If you need to do it by yourself you can look at https://github.com/Alois-xx/EasyHook/blob/develop/DriverShared/LocalHook/install.c in method AddUnwindInfos

By using the Windbg stack commands (k and related) I could immediately see if I was on the right track. If you want to see correct x64 method examples you can check out any C/C++ x64 compiler output to see what is possible. The dumpbin tool can also display the exception unwind infos with

dumpbin /unwindinfo dddd.exe/.dll

for any executable or dll.

The version 1 unwind codes are only necessary to describe the function Prologue which is sufficient to reconstruct the stack layout of all saved registers at any time in a method. If you have more exotic Epilogues you need to describe them with specific Unwind codes as well which were introduced with Windows 10 (I guess)? The Unwind Info version 2 is not documented at MSDN anywhere yet but you can have a look at a small snippet of the Windows Kernel stack unwinder which is copied into CoreCLR at: https://github.com/dotnet/coreclr/blob/master/src/unwinder/amd64/unwinder_amd64.cpp. See the methods OOPStackUnwinderAMD64::UnwindEpilogue, OOPStackUnwinderAMD64::VirtualUnwind and related.

After adding correct unwind codes stack walking did work only up to certain point where it still got corrupted because EasyHook repeatedly replaces the return address of the current method with the CLR stub and the backpatch routine to reset the old return address after our managed hook returns. During this time the stack is by definition not walkable because the return address of our caller is not even present on the stack while we are executing our managed callback. To get out of this EasyHook already provides a solution by replacing as direct return address the original hook entry point temporarily to make the stack walkable again. But that works only while we are in a hook handler in  terms of EasyHook speak. That means that we can restore the stack only before we call the hooked method. After that we cannot restore the return location anymore. That is a problem if we want to log the returned arguments of a hooked method (e.g. the actual handle value of CreateWindow, CreateFile, …). Since I know that our current return address must be the hook specific assembler code to restore the original caller address I did extend  NativeAPI.LhBarrierBeginStackTrace and NativeAPI.LhBarrierEndStackTrace of EasyHook to locate the hook stub code and to replace it with the original entry point of the first hooked function of the current thread. After that change EasyHook is able to get you into a state where the stack is fully walkable before and after you call the hooked method for x64 and x86.
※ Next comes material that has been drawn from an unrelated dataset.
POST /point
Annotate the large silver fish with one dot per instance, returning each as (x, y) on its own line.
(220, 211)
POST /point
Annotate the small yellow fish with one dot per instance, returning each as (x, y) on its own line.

Unfortunately the x64 ETW Stackwalker of Windows 7 stops on any method which has no matching loaded module (e.g. trampoline hook code and JITed code) so this is still not working with ETW events in Windows 7. But custom ETW events with proper Unwind Infos will work on Windows 8 or later. I still wish that MS would fix the Windows 7 ETW stackwalker because this also breaks profiling JITed x64 code on Windows 7 machines. 32 bit code works though since Windows 7.

Generic ETW Resource Tracing

At the time of writing you can see the changes on my EasyHook fork at https://github.com/Alois-xx/EasyHook/commits/develop. I hope that the changes will get into the main line of EasyHook soon. I still have left out an important aspect of a generic ETW leak tracer. How should we trace it so it is easy to diagnose with WPA? WPA for Windows 10 can graph custom event data if they are numeric and non hexadecimal Sum columns. We need to trace every resource acquire and release. Usually you get back some handle so this should be included as well. The resource could be something big like a bitmap which has  a specific memory size so it makes sense to trace the allocation size as well. The basic ETW trace calls should therefore have the form

    AcquireResource(ulong Handle, long AllocSize, string Allocator)
    ReleaseResource(ulong Handle, long AllocSize, string Allocator)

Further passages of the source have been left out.